During one space walk, astronauts will install an experimental refrigerator in an attempt to revive Hubble’s near-infrared and faint-object spectrograph. This instrument stopped working in 1999 when a heat leak caused it to prematurely run out of its nitrogen-ice coolant. The infrared camera had examined the cosmos at wavelengths longer than any other instrument aboard Hubble, enabling it to see through dusty regions that visible light can’t penetrate.

But before the shuttle crew attempts to bolster Hubble’s scientific capabilities, they’ll have to address the basic health of the spacecraft. Their first order of business is to install a new power-control unit, which distributes current from Hubble’s solar arrays and batteries. Electrical problems in the unit are now preventing Hubble from using two of its six batteries, and the trouble “doesn’t have to become much worse before we could lose the ability to do any science with this observatory,” says Hubble project manager Preston Burch of NASA’s Goddard Space Flight Center in Greenbelt, Md.

To replace the unit, astronauts will power down the telescope for the first time since it was placed in orbit. “That scares me a lot,” admits Edward J. Weiler, associate administrator for NASA’s office of space science in Washington, D.C.

The 160-pound control unit, he notes, wasn’t designed to be replaced, so the astronauts will have to manually unscrew 36 electrical connectors.

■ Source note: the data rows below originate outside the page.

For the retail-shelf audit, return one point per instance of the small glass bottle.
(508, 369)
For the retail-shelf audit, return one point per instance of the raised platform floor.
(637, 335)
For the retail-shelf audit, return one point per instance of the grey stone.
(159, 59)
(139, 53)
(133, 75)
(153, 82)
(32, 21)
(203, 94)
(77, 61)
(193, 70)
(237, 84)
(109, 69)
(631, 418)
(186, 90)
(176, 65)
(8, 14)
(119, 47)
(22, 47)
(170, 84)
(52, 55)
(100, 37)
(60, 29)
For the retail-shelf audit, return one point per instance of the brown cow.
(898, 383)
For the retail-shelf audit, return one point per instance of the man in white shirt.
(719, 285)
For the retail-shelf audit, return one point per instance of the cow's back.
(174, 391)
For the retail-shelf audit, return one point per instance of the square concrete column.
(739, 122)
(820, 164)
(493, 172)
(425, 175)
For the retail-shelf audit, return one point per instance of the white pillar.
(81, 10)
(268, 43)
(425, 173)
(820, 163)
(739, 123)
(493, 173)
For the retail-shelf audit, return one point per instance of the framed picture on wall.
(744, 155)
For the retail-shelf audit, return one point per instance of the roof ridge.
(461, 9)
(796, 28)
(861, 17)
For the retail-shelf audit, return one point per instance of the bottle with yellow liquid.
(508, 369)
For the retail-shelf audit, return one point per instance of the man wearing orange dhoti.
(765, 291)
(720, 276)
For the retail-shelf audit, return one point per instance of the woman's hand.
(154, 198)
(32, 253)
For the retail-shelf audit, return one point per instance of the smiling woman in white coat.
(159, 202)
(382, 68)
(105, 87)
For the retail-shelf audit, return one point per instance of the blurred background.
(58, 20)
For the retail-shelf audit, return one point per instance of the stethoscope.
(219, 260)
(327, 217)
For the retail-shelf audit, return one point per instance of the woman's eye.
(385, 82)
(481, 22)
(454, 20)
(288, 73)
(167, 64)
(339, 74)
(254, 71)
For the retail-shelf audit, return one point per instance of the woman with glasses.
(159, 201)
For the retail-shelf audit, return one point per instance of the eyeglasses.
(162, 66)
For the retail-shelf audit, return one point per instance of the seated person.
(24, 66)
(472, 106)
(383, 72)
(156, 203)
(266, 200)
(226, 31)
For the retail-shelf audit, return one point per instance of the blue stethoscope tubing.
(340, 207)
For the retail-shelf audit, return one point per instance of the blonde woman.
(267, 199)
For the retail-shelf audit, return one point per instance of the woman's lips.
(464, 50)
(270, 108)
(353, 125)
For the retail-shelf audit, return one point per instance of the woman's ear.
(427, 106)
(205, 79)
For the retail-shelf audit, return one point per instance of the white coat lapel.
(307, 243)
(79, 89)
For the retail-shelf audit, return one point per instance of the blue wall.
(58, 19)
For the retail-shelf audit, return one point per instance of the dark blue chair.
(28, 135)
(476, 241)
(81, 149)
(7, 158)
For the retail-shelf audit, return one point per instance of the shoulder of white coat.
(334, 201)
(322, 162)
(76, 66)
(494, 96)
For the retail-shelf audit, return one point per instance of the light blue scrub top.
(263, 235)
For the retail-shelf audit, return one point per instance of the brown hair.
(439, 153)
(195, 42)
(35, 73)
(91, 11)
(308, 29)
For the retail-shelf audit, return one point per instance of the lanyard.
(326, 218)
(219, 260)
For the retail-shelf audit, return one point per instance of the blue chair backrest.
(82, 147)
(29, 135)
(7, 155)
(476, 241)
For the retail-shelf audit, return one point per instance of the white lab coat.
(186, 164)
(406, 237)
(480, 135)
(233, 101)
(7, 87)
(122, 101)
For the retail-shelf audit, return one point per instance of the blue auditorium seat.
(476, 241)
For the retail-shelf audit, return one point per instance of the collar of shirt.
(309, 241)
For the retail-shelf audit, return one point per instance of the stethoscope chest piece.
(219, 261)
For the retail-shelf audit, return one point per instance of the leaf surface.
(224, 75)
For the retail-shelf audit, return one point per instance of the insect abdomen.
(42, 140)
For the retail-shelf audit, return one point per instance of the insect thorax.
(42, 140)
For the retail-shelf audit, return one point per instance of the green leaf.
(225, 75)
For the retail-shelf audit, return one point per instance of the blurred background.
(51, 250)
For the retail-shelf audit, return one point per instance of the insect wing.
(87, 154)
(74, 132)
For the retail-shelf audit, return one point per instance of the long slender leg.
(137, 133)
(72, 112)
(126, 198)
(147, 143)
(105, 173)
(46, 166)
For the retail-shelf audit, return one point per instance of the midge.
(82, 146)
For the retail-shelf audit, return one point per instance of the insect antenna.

While the power is off, the crew will keep Hubble’s instruments warm by wrapping them in thermal blankets.

The crew will also provide Hubble with a new set of solar arrays. The craft’s third set, the arrays have only two-thirds the solar-collecting area of those now in place but will produce 20 percent more power. Before coming home, the astronauts will also replace one of the observatory’s reaction wheels, which keep the observatory focused on a celestial target.